【芝居】「週末たち」MU
2012.12.2 19:00 [CoRich]
三本続けてCOREDOで公演を続けたMUは、外部の作家をとりまぜての企画公演。4日まで。100分。
工場が災害に遭い生活費を捻出するために友達と「フリマ」。テレビ番組の企画でデビューし人気だったアカペラグループの男三人と事務所の人気グループのバーターな対バンライブ。音楽性のようなことでいつものように揉めている楽屋にライバルだった、しかしアイドルな女が訪ねてくる。台風の中観客は集まっているのに、対バンの相手は誰一人到着できていない「ジャンクション」
喫茶店で待ち合わせるOL、2時間も遅れてきた若い男へ、女は「暗い日曜日」
タイプの違う肉食女子二人が会社の同僚の草食女子の部屋に忍び込む。女子会なんだから恋バナから始めようというが、部屋の主はいっこうに乗ってこない「まめまめしい女」
日頃日勤だが初めて夜勤を手伝いに来た管理人はこの公園の潔癖を守ると堅く誓っている。が、夜は公園がまったく別の様相を呈している。将棋を指すミドルな男女も、「話がつまらない」というだけの理由で可愛いのに別れを切り出される女とその男の別れ話「こちらN公園管理人事務所爆発前」
オープニングの「フリマ」は女ふたり、切迫している一人と、そうでもないもう一人。外側で何か起きそう、という予感をつくりだします。
「ジャンクション」は 38mmなぐりーずのコント「境界線」の改訂版。(こういうことをちゃんと当日パンフに書いてあるのが嬉しい。) 38mmなぐりーずのコントでは女性のグループ同士だったものを、男子のグループと、楽屋を訪ねてきたかつてのライバルの女という構図へ転換。男たちの(すくなくとも表面上は)くだらない拘泥するポイントのバラバラさだったり、消えていない恋心だったりと、さまざまな味わいが加わっているように思います。ちょっとした手をかけて印象がずいぶんかわった印象がまた楽しく。メンバーの一人を演じた島田雅之はなかなかこういう「恋心」という役を演じたところを目にすることが少なくて、ちょっと珍しい感じ。

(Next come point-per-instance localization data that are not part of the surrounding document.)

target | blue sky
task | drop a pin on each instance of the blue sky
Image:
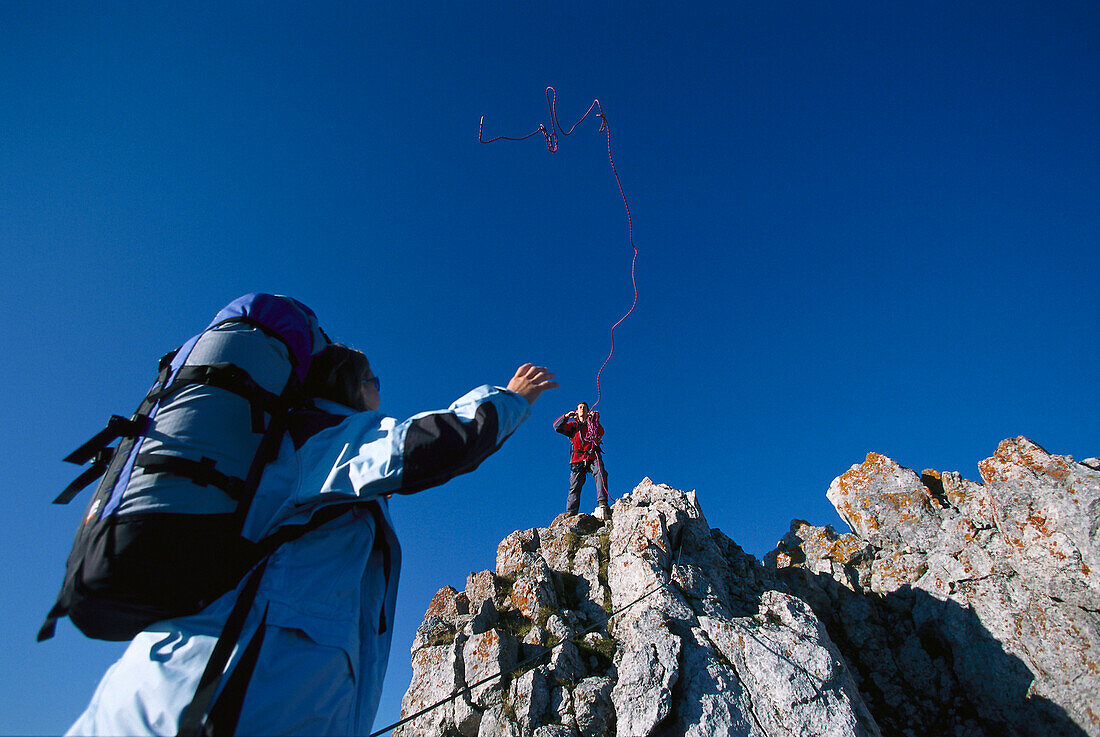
(861, 227)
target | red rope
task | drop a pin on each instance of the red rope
(551, 139)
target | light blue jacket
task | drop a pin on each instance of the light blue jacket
(325, 596)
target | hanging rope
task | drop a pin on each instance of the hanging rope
(551, 140)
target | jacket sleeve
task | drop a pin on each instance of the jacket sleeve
(369, 455)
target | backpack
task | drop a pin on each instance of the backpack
(161, 537)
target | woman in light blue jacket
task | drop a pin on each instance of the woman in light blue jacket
(312, 649)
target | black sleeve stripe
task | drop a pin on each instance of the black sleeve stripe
(440, 447)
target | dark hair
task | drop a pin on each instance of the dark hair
(337, 373)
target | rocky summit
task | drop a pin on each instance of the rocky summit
(952, 607)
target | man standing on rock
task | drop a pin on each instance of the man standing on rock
(582, 427)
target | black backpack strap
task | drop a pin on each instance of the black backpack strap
(91, 473)
(204, 716)
(231, 378)
(117, 427)
(202, 472)
(193, 722)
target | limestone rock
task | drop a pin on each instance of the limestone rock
(963, 606)
(952, 607)
(669, 661)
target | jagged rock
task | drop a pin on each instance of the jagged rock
(480, 587)
(953, 607)
(975, 605)
(651, 669)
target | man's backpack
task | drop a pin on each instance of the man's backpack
(161, 537)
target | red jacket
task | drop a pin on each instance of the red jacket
(573, 429)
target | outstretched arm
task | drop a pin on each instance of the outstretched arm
(381, 457)
(531, 381)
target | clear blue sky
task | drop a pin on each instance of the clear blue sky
(862, 227)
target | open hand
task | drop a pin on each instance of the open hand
(531, 381)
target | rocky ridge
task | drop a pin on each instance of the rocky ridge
(953, 607)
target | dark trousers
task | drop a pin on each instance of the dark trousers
(578, 472)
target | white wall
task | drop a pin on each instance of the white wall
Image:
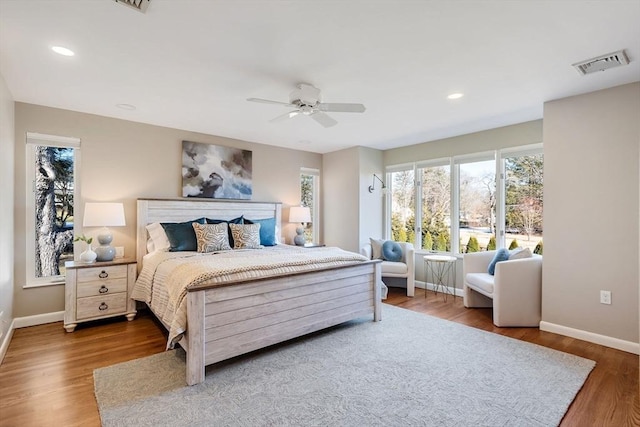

「暗い日曜日」は なんでも屋に殺人を依頼してあっさり受け付けられ、という骨格。証券会社のOLだから言葉とか時間とかの「常識」に厳しいけれど、依頼される男にとってのルールは全く別なのだということの会話が面白い。
「豆豆しい女」は、 女子会というよりは、秘密を(暴いてでも)共有して仲間となろうという女子っぽさが面白いと思うのです。そこで暴かれる会社の同僚に対する中傷ツイート、という感じも今の雰囲気をよく表している気がします。当日パンフで云われる、部屋主の「かわダサジャージ」がまったくもってそう見えないというのはご愛敬。
「こちらN〜」は mielの公演「 ま ○ る 」の中の一本・「まげる」が駅の物語だったもの(大量のマネキンを動かす人々で語るというアイディアが圧巻で秀逸だった)を、公園に集まるさまざまな人々の様子をのぞき見る感じにしていて、構造はずいぶん変わった気がします。海賊版、という言葉が頭に浮かんだりするけれど、そういう意味じゃmielの演出のほうがずーっとブートレグな感じではあります。それでも、ミドルの男女、別れ話の男女、公園の職員それぞれの事情をみせつつミクスチャしていく感じがお祭り感すら持っているのです。
芝居の出来もさることながら、COREDOでの公園というミニマムな感じに、たとえば当日パンフを通してのセルフライナーノーツ、あるいは(当日パンフにあるパスワードで)電子書籍ダウンロードで戯曲を公開するという、ハセガワアユムのパッケージが実に心地いいなと思うのです。